All right, we got a question here from Steven. Steven says, "Hi Cal, I'm a software engineer and I struggle to stay focused anytime I have to wait for something to happen. For example, I may be waiting on a test suite to run or PR checks to pass or a service to start up.

And these can take anywhere from two to 10 minutes. Is it okay to context switch these scenarios? And if not, what should I do with my attention given my next action will be dependent on the outcome of whatever I'm waiting for?" Steven, I hear this a lot from developers.

They have all these pauses. Yeah, when you're waiting for a compile or for your for your checks to complete. From a context switching perspective, there's two extremes that you should stick towards here. Very, very related activities are very, very unrelated activities. Don't go in the middle. So by very related activities, I'm working on this code.

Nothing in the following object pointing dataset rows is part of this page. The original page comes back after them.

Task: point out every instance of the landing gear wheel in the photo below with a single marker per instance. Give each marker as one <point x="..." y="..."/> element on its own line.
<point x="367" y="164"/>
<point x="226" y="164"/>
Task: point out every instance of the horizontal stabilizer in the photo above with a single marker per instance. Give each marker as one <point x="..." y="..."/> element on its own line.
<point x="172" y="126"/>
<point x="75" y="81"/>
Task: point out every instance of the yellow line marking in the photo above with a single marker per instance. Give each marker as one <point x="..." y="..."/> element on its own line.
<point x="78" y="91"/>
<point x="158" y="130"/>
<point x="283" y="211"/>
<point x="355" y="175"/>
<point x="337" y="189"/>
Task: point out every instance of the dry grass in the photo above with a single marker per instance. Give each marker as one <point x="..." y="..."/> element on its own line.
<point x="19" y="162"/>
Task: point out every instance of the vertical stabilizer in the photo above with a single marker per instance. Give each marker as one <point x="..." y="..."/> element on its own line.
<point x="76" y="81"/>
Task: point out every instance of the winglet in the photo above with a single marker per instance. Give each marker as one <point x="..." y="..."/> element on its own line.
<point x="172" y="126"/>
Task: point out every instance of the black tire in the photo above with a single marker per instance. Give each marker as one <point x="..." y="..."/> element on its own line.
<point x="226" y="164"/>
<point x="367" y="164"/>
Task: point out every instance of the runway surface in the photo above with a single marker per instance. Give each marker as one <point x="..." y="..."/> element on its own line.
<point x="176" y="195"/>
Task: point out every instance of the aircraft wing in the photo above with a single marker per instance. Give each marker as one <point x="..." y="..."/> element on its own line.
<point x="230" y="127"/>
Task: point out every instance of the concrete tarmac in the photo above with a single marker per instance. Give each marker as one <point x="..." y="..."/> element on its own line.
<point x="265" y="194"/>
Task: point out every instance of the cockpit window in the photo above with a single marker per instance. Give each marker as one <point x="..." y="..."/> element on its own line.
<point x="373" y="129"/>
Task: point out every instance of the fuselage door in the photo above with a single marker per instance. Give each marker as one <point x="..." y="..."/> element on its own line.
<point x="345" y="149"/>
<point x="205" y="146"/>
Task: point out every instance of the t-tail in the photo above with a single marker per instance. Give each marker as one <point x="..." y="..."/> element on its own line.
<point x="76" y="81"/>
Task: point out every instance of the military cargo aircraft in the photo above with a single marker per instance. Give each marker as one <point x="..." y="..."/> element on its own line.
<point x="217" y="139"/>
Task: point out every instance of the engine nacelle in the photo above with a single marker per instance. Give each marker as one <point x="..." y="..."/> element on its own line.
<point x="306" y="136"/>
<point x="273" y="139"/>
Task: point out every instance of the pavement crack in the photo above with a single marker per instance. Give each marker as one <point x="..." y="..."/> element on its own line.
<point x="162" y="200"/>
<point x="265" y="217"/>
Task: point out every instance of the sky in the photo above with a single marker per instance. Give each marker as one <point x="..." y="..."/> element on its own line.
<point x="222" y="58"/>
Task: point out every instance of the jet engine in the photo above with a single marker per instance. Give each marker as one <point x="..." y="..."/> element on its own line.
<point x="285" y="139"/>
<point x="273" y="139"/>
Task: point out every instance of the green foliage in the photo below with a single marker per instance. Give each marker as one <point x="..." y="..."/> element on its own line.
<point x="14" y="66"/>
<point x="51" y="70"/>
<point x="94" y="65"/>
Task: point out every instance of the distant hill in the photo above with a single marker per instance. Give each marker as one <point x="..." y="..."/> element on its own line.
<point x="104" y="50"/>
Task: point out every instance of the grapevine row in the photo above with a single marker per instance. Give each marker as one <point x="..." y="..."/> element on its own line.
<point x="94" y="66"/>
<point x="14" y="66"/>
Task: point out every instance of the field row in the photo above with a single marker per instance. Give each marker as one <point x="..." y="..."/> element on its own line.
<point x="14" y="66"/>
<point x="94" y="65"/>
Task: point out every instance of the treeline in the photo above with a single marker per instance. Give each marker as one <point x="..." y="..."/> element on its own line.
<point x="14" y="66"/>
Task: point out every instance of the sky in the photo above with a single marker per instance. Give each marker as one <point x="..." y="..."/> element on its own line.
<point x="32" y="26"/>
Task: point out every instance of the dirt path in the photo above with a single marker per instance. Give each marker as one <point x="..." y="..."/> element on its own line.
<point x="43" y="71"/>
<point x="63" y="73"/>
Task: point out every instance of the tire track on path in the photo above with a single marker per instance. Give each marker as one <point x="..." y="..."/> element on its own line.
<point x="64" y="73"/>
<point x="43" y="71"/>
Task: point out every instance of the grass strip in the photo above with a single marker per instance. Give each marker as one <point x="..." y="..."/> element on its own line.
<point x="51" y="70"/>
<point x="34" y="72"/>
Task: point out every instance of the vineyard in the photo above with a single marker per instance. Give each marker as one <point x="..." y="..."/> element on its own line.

I'm running these checks on that. It's going to take four minutes. All right, during that four minutes, I'm looking at similar code. The next thing I'm going to test or I'm going back and trying to clean up some code I just wrote. So you stay, you're staying entirely within the context of the thing you're working on.

That will minimize the context switching overhead because you're keeping most of the context the same. The other option is to go way far away from work altogether. So you say I need to go check Jesse Rogers Twitter account to see how the player union management MLB union discussions are going today.

And are we getting closer to an agreement on the collective bargaining? Actually, their issue is with the competitive balance tax. Let's see what's going on there. That's so different from your work. But yes, it's a context shift, but it's not going to have nearly the same capture effect as something that's work related, but different than what you're doing.

So what is this work related but different what you're doing? What's the middle of the spectrum that's going to kill you? That's going to be things like email. Let me go look at other work related stuff, expose myself to questions. I need to answer responsibilities being put on my plate stuff that people need for me, but I can't respond to all of them right now and then turn my attention back to what I'm doing.

That gray zone is what's killer. That gray zone. If you look at an email inbox, I'm seeing work stuff, but not super related to exactly what I'm doing is what's going to give you 20 minutes of sluggishness until you get your mind locked back in. That's the gray zone that if you keep going to it again and again throughout the morning by 2 p.m.

You're done because that's a that's a painful context shift. So either stick with what very close to what you're doing or go very far away from what you're doing. But don't go in somewhere in between so unrelated work stuff email is killer. Social media is killer. If it's emotionally arousing, that's also a problem.

So I'll put that as a caveat. Don't look at information about the war the Ukraine during your five-minute check. That's also going to be quite diverting. So nothing emotionally arousing nothing is related but not exactly related to what you're doing and it's the best you can do. Thank you.